This poppy with its doubly fringed plumage is one of the most beautiful shows in bloom in the family papaveraceae; highly recommended for landscape ornamentation in gardens, promoting a harmonious contrast in shape and color. The variety is very aromatic.
Poppies are often highly appreciated in photos, through films that bring us back to the classic gardens and the enchanting landscapes that give us roads all over the world.
After flowering, their seed pods are another spectacle to be enjoyed, the same are widely used for composition in floral arrangements and interior decoration.
The species is demanding in well drained soil, planting in full sun in temperate and partly shaded to very hot climates is most appropriate.
Poppies prefer a cooler environment for the germinative phase and warmer for their growth phase and maturity.
This variety has the folded petals (are double) intensely trimmed and fringed like feathers, the coloration is almost black, ranging from red wine to black doing justice to its common name black swan.
A real blast to our gardens, both in groups and in isolated planting. Excellent cut flower.
Initial planting done every 3 to 4 weeks apart will ensure an eternally flowery and colorful garden year-round.

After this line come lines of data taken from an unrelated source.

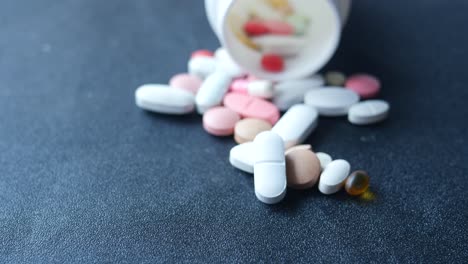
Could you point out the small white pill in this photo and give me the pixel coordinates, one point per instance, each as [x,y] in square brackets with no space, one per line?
[260,88]
[226,64]
[242,157]
[212,91]
[324,159]
[164,99]
[269,168]
[296,124]
[334,176]
[202,66]
[280,45]
[291,92]
[331,101]
[368,112]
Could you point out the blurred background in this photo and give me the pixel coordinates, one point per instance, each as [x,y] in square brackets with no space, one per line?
[86,176]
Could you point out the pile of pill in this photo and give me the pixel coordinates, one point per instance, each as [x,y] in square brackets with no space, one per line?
[274,29]
[236,104]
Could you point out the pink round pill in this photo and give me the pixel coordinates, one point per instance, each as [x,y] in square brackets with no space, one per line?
[220,121]
[277,27]
[251,107]
[239,86]
[186,82]
[367,86]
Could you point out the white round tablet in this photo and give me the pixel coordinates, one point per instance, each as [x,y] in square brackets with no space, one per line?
[324,159]
[368,112]
[164,99]
[331,101]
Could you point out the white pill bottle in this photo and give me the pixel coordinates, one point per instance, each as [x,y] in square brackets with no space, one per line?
[317,30]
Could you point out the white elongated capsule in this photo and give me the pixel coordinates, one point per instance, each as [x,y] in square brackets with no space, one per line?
[368,112]
[331,101]
[226,64]
[260,88]
[324,159]
[202,66]
[269,168]
[242,157]
[164,99]
[291,92]
[334,176]
[280,44]
[296,124]
[212,91]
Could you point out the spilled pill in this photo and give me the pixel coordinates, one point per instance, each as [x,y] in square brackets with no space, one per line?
[367,86]
[220,121]
[164,99]
[186,82]
[249,106]
[296,124]
[331,101]
[368,112]
[247,129]
[324,159]
[212,91]
[302,167]
[242,157]
[357,183]
[269,168]
[334,176]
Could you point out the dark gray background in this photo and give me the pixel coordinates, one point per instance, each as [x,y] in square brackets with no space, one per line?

The plant self-sows after the first planting; reserve a special space for this beautiful and charming specimen, the flowers are spectacular.
Papaver varieties are commonly known as bread seed poppies, the plants are the source of commercial seeds used in baking, salad dressings, stuffing of crepes, sweets, strudel and etc.
They are also known as opium poppies. The term is concentrated latex obtained from unripe capsules used since Greco-Roman times. The word is related to the Greek opposition, which means sap or plant juice.
Just to clarify, although it is perfectly legal to grow these plants in the garden, it is illegal to use the plants for anything other than their decorative use as an ornamental flower.
Under appropriate conditions, the seeds usually germinate within 20-30 days and flower in the first year in cultivation.